Tomaz Muraus writes on the Rackspace blog that none of the developers really care for XML but they have to support it as some of its API customers still use it. They prefer JSON instead, the chosen lightweight service for developers everywhere.
The need for node-elementtree came as Rackspace started building out a monitoring-as-a-service (MaaS) platform. As more data moves to cloud environments there is an interdependency that IT needs to understand. MaaS is intended to help in that effort.
Rackspace developers found that there wasn’t a good library available for creating XML documents. So the team decided to build their own.
The group decided to model its library on the Python-based ElementTree, an API for parsing XML. According to the Python.org site, the Element Tree API “is a flexible container object, designed to store hierarchical data structures in memory.”

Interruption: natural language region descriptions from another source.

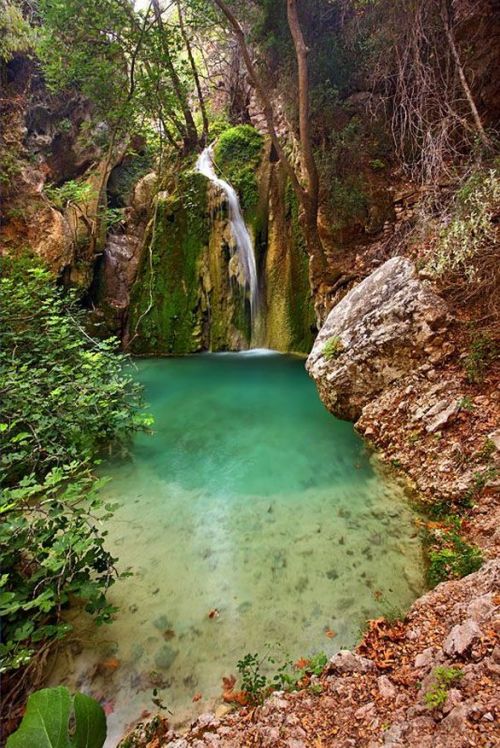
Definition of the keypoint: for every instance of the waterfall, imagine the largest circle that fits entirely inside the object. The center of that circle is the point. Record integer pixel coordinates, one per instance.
(242, 238)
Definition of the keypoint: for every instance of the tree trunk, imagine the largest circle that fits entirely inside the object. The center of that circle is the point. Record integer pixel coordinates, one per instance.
(191, 138)
(194, 70)
(445, 17)
(308, 197)
(301, 53)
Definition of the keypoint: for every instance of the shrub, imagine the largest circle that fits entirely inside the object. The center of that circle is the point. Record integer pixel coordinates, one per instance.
(238, 154)
(69, 192)
(287, 677)
(15, 33)
(445, 677)
(482, 352)
(452, 558)
(55, 719)
(332, 348)
(65, 399)
(471, 227)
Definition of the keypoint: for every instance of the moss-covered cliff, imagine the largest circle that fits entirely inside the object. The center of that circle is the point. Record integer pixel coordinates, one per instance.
(189, 294)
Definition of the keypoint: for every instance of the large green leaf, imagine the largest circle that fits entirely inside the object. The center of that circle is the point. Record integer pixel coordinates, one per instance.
(46, 722)
(90, 722)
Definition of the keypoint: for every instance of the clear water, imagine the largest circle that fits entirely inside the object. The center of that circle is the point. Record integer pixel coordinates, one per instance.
(249, 499)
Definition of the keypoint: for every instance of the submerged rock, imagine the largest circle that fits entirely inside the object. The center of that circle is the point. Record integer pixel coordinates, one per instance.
(382, 330)
(165, 657)
(348, 662)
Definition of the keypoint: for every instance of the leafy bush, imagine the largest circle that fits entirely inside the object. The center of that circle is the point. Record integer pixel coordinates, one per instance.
(445, 677)
(238, 153)
(471, 227)
(65, 398)
(288, 676)
(482, 352)
(332, 348)
(15, 33)
(69, 192)
(55, 719)
(452, 558)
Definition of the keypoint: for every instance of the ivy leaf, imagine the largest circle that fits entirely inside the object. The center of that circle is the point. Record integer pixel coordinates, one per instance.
(90, 722)
(47, 719)
(45, 724)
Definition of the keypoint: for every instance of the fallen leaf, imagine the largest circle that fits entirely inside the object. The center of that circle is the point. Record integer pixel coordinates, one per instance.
(302, 663)
(228, 683)
(108, 707)
(109, 665)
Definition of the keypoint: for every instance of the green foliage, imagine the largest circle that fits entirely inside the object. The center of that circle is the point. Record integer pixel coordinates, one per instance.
(65, 399)
(444, 677)
(482, 352)
(332, 348)
(452, 558)
(466, 404)
(471, 227)
(163, 309)
(10, 165)
(487, 450)
(71, 192)
(238, 154)
(15, 33)
(287, 676)
(55, 719)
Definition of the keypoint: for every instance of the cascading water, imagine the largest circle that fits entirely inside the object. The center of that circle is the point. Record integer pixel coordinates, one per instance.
(242, 238)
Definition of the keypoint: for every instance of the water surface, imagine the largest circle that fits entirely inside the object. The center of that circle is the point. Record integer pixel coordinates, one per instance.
(251, 517)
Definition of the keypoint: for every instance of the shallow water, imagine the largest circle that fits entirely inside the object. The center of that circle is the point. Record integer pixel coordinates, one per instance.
(249, 499)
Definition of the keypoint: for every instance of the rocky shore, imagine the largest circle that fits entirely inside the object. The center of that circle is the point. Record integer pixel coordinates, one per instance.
(389, 356)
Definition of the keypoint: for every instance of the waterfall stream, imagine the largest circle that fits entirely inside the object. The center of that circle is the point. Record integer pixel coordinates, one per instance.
(241, 235)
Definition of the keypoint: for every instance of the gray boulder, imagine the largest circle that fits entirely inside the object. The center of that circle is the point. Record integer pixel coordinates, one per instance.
(380, 331)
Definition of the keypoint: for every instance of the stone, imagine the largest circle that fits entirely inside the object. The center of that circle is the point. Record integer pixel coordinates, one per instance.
(165, 657)
(481, 608)
(144, 192)
(348, 662)
(453, 698)
(380, 330)
(386, 687)
(461, 638)
(495, 438)
(223, 709)
(440, 415)
(395, 734)
(426, 658)
(455, 721)
(366, 711)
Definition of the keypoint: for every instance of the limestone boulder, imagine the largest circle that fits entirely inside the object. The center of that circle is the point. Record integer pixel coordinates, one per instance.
(382, 330)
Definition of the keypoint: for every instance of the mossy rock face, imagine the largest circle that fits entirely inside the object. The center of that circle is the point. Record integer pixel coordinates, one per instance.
(290, 312)
(238, 154)
(165, 314)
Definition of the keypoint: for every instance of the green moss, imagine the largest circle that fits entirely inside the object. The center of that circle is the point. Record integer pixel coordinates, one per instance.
(332, 348)
(238, 154)
(299, 298)
(170, 274)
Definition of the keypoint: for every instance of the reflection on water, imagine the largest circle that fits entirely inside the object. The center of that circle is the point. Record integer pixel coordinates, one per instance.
(249, 503)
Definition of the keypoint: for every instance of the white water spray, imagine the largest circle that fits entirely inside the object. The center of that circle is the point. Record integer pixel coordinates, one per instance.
(242, 238)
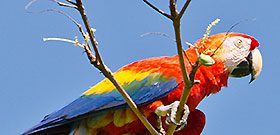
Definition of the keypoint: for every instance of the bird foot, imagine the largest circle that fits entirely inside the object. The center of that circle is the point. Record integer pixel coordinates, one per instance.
(170, 112)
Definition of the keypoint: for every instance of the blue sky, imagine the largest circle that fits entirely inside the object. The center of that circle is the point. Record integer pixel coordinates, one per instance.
(37, 78)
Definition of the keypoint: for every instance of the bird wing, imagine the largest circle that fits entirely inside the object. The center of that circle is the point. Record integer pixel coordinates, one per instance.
(143, 86)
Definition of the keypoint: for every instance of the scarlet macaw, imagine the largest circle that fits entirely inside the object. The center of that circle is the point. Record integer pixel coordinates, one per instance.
(155, 84)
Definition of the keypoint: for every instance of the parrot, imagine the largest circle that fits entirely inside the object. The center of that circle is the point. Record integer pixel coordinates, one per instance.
(156, 85)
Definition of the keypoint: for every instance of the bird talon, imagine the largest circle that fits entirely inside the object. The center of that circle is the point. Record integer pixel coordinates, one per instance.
(170, 112)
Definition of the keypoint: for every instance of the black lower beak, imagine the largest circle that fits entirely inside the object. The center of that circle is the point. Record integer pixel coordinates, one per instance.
(252, 64)
(244, 68)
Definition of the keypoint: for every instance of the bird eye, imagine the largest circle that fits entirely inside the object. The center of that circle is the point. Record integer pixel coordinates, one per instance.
(238, 43)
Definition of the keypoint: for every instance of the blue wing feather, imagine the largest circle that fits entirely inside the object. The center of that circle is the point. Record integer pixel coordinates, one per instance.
(92, 104)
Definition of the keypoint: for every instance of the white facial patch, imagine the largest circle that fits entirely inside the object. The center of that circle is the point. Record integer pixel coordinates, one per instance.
(235, 49)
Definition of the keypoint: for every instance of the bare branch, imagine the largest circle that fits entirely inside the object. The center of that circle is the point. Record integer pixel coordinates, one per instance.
(158, 10)
(71, 2)
(71, 5)
(188, 82)
(98, 63)
(183, 9)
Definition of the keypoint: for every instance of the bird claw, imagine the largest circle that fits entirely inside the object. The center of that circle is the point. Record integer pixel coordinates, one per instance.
(170, 112)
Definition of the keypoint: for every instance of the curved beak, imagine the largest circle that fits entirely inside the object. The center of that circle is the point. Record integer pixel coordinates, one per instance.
(256, 64)
(252, 64)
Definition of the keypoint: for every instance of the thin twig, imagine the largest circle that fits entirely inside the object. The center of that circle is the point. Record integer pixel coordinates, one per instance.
(65, 4)
(184, 9)
(98, 63)
(188, 82)
(71, 2)
(157, 9)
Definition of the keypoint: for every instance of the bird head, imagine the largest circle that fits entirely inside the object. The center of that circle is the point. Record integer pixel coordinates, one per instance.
(238, 52)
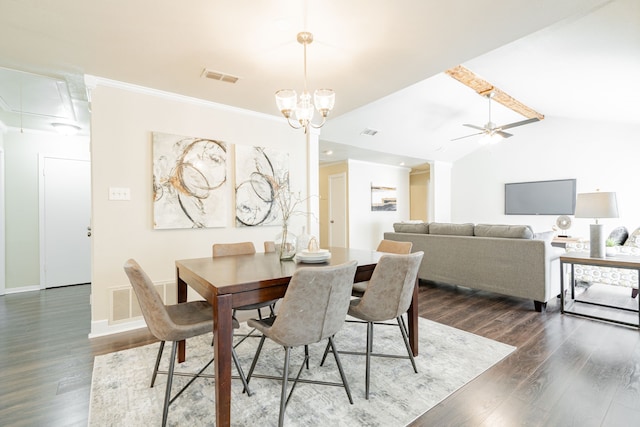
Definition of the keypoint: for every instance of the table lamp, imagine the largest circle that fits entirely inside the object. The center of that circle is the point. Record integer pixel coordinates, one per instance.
(596, 205)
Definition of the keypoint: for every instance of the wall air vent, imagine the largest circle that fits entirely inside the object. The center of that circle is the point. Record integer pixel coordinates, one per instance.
(369, 132)
(216, 75)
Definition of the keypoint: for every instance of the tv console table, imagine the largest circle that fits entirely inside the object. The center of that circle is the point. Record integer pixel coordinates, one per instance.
(583, 258)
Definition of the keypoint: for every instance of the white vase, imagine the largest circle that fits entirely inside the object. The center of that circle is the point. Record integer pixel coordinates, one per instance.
(303, 240)
(285, 242)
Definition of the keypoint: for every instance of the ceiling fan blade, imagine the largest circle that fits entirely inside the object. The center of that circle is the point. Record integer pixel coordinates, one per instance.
(468, 136)
(503, 134)
(474, 126)
(515, 124)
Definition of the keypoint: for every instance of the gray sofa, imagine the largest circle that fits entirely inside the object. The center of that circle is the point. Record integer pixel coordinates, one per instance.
(506, 259)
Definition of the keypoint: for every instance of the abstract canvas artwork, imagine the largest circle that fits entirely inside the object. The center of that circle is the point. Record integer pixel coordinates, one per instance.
(383, 198)
(261, 173)
(189, 182)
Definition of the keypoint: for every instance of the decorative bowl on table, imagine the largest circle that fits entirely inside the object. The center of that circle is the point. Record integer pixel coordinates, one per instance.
(313, 257)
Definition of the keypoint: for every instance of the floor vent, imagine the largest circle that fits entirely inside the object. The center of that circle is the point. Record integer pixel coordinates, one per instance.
(123, 303)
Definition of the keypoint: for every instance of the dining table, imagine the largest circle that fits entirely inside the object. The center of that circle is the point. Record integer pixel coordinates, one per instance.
(234, 281)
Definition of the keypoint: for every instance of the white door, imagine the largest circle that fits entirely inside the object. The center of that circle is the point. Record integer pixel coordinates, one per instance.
(2, 225)
(65, 247)
(338, 210)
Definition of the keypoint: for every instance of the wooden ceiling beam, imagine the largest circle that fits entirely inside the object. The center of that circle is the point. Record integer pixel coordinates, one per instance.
(484, 88)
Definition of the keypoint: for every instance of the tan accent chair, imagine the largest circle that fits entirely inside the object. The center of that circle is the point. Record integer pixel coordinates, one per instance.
(313, 309)
(388, 246)
(173, 323)
(387, 297)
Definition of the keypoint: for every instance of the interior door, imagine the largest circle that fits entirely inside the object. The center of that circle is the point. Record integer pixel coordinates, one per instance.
(338, 210)
(66, 213)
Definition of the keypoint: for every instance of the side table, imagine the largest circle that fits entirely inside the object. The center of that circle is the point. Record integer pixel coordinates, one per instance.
(583, 258)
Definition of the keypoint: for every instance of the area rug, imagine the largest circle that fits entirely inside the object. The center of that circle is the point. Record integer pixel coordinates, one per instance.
(449, 358)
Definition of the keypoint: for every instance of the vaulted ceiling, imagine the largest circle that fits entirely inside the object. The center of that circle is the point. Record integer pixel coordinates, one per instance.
(385, 60)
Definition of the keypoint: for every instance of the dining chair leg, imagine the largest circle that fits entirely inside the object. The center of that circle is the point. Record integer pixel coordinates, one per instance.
(342, 375)
(405, 337)
(155, 369)
(283, 394)
(234, 355)
(255, 358)
(324, 356)
(167, 393)
(368, 358)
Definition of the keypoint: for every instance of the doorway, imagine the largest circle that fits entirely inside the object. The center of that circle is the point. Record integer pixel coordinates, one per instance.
(2, 225)
(65, 218)
(338, 210)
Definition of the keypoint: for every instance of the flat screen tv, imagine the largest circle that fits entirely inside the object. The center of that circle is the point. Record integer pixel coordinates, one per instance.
(556, 197)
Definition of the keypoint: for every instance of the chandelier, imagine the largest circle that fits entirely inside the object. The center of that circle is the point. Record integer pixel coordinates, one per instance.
(302, 110)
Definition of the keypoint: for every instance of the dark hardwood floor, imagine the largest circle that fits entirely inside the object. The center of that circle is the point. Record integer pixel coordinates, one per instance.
(566, 371)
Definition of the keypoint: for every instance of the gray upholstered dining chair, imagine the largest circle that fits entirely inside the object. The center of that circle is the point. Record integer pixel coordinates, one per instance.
(174, 323)
(387, 297)
(243, 248)
(313, 309)
(388, 246)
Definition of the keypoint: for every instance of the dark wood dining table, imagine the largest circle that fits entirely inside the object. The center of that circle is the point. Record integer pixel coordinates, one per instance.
(235, 281)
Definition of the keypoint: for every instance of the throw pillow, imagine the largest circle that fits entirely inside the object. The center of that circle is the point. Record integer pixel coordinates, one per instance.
(403, 227)
(547, 236)
(634, 239)
(449, 229)
(505, 231)
(619, 235)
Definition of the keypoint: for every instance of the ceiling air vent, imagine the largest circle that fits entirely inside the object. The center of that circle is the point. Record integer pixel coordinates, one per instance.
(369, 132)
(216, 75)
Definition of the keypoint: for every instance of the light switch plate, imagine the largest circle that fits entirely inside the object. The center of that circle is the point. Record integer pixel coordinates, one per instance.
(119, 193)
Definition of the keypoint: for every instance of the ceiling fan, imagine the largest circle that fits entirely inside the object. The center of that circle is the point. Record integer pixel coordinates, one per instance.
(491, 130)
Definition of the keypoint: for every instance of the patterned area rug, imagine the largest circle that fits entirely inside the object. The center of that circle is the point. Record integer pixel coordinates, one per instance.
(449, 358)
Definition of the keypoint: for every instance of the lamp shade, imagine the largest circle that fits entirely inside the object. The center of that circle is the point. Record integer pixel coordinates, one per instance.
(597, 205)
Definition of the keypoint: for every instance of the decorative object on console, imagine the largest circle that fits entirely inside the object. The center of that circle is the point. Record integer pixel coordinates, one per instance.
(287, 99)
(563, 223)
(597, 205)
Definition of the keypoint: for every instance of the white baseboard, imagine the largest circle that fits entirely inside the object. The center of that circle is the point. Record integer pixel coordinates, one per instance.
(100, 328)
(22, 289)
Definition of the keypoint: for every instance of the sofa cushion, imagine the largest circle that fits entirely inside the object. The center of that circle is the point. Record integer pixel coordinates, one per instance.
(634, 239)
(451, 229)
(547, 236)
(508, 231)
(405, 227)
(619, 235)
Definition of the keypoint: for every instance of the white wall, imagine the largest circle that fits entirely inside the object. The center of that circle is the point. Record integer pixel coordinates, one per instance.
(123, 118)
(599, 155)
(366, 228)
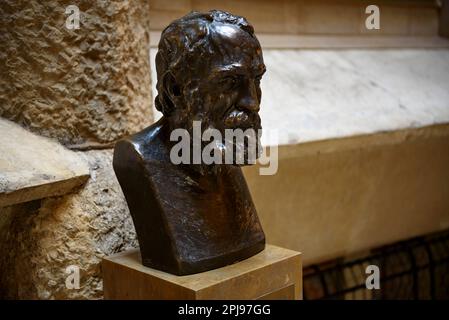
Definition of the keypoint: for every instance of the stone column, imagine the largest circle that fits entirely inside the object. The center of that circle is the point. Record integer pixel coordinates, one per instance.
(86, 88)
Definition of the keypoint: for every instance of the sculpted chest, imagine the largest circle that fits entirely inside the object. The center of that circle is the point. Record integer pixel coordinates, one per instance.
(187, 222)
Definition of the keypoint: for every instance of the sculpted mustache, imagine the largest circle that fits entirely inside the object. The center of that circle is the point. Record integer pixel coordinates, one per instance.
(238, 118)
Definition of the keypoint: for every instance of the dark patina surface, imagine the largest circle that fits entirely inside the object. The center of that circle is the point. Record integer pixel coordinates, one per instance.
(191, 218)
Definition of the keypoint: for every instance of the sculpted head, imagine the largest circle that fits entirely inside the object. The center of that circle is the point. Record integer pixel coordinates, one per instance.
(209, 67)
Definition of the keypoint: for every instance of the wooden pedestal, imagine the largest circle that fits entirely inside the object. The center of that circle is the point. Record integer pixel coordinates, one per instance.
(274, 273)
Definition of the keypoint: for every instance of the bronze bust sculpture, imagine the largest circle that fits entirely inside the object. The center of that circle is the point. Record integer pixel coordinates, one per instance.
(195, 217)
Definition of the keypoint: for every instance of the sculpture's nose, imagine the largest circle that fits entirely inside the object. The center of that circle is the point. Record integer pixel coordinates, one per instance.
(248, 99)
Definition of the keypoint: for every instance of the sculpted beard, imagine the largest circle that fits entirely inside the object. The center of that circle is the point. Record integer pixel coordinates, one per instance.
(239, 138)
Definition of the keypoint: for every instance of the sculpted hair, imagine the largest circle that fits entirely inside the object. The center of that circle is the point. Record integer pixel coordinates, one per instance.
(186, 44)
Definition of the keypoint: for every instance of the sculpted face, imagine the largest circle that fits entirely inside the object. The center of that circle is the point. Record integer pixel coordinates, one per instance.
(223, 90)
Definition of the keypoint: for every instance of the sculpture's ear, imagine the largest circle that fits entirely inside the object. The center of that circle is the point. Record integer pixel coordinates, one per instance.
(171, 86)
(171, 94)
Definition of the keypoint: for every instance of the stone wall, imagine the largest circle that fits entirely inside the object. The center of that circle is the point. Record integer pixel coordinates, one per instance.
(40, 239)
(86, 87)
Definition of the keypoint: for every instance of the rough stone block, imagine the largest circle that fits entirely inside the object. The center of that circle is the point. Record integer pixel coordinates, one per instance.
(86, 87)
(33, 167)
(39, 240)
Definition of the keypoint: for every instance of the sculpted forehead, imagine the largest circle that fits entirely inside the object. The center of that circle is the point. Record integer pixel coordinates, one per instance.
(235, 44)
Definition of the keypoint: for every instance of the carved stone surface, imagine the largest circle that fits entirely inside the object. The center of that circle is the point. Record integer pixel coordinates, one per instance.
(86, 87)
(195, 217)
(39, 240)
(33, 167)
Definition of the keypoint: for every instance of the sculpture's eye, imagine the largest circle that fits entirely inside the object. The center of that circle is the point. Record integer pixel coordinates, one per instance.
(229, 83)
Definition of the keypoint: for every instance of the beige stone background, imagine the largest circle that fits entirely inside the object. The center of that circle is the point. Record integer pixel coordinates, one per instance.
(352, 175)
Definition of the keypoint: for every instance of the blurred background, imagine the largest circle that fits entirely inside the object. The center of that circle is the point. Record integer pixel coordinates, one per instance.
(362, 116)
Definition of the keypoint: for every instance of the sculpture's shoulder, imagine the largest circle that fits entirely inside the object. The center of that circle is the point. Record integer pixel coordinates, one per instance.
(142, 147)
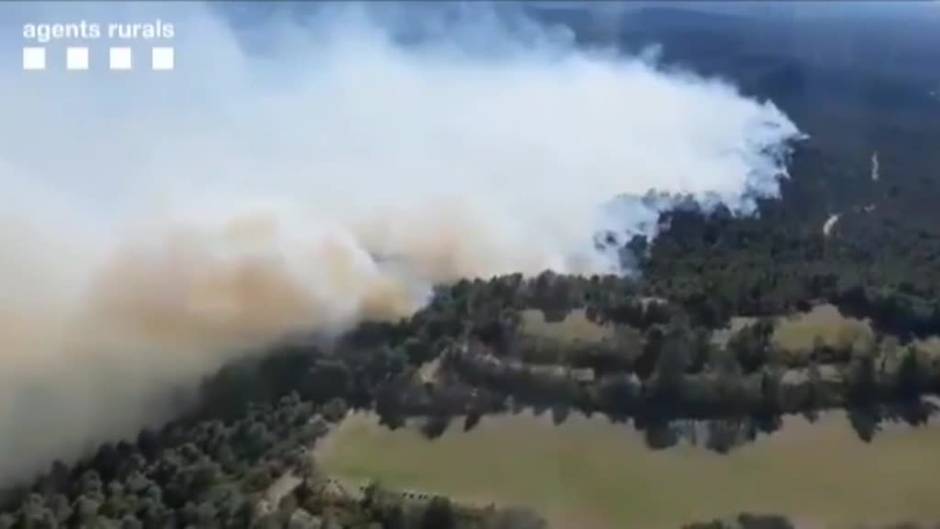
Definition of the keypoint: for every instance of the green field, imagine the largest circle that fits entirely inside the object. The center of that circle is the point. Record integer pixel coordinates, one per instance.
(590, 474)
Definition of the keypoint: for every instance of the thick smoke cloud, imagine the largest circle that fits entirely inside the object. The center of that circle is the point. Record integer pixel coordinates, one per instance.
(298, 175)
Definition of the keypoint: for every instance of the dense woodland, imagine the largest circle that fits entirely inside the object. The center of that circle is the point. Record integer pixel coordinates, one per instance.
(240, 457)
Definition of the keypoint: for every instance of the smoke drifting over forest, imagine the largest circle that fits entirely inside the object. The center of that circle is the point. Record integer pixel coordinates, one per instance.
(297, 176)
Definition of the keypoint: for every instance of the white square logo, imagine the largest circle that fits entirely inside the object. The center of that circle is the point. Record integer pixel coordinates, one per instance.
(76, 58)
(162, 59)
(34, 58)
(120, 58)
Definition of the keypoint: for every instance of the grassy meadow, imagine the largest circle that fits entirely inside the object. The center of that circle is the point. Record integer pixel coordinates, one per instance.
(590, 474)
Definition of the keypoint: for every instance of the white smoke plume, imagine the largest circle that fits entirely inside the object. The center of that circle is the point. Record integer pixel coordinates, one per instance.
(303, 174)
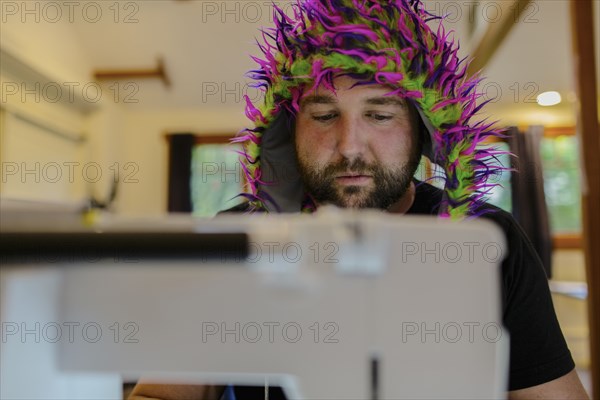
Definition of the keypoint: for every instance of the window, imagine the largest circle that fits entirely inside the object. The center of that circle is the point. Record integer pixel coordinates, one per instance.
(216, 179)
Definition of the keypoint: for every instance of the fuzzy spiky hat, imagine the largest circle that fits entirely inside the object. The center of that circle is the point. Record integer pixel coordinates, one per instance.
(381, 41)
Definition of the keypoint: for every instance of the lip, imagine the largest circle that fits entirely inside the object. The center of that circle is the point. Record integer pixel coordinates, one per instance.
(353, 179)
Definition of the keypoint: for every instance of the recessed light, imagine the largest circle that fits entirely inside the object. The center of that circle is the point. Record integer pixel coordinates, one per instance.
(548, 98)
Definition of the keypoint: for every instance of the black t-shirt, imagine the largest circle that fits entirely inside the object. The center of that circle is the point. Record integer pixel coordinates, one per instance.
(538, 351)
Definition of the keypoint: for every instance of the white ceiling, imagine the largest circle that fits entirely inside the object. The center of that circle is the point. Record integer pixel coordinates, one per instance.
(206, 46)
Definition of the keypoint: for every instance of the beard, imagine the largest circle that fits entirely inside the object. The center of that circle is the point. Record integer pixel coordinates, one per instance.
(388, 183)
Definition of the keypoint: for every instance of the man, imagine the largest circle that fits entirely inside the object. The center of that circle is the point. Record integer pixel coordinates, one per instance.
(355, 93)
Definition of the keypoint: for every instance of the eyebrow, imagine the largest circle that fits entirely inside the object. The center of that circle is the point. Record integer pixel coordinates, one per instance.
(378, 101)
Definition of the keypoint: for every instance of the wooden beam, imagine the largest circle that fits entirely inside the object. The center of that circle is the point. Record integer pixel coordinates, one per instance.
(495, 34)
(582, 26)
(112, 74)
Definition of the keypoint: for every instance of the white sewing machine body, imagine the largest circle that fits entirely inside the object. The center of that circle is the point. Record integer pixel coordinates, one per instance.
(344, 305)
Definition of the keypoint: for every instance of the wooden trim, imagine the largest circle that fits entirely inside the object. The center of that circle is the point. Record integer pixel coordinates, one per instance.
(158, 72)
(552, 132)
(584, 65)
(495, 34)
(567, 241)
(213, 139)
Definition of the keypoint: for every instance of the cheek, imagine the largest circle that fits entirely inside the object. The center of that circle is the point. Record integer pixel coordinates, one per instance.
(398, 147)
(311, 144)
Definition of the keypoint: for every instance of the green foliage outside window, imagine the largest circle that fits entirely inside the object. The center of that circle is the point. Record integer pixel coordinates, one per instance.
(562, 183)
(216, 179)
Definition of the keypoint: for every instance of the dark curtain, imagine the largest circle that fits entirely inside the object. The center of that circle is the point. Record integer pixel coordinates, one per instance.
(180, 172)
(528, 199)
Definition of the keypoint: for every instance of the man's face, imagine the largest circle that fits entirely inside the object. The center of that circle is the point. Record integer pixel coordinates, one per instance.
(357, 147)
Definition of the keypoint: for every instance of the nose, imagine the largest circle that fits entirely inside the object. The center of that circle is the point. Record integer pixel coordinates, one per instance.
(351, 142)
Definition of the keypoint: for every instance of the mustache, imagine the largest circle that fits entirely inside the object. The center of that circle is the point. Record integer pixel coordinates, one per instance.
(358, 166)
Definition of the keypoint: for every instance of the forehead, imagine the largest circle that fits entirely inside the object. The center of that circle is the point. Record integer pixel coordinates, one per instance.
(346, 89)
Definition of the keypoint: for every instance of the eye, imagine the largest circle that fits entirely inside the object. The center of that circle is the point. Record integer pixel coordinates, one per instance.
(324, 117)
(379, 117)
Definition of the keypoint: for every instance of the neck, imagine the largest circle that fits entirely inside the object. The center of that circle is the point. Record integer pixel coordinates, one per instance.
(405, 202)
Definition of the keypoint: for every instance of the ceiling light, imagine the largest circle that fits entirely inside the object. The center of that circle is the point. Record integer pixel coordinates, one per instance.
(548, 98)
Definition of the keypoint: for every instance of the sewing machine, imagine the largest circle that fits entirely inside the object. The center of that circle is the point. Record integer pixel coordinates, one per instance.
(345, 304)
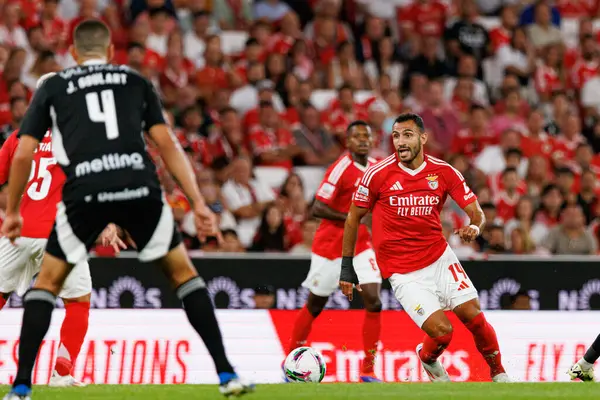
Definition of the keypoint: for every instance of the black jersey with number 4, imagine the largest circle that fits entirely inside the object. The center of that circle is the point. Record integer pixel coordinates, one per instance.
(97, 113)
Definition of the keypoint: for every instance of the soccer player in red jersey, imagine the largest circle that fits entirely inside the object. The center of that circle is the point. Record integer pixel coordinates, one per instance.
(406, 193)
(21, 262)
(332, 203)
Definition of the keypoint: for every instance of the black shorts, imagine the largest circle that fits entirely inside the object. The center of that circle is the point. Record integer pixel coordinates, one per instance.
(78, 224)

The Rackspace blog post provides examples for creating and parsing XML documents.
Rackspace uses node-elementtree for MaaS in two places:
1. Sending usage documents to an Atom Hopper instance
2. Returning a response to the API user which has requested a response format to be XMLIn the second case we actually use it in combination with our validation and serialization framework called Swiz. We use Swiz to define field types and validators for every object in the system. When a user hits our API and requests XML, Swiz serializes the response using the object definition and node-elementtree library.
Rackspace has in recent months also contributed Whiskey, a Node.js test framework and the Cassandra CQL driver, a driver for Node.js.
There is a recognition that XML has to be dealt with as API customers still use it. node-elementtree offers a modern way to build and parse XML documents in an environment more friendly to a new generation of developers.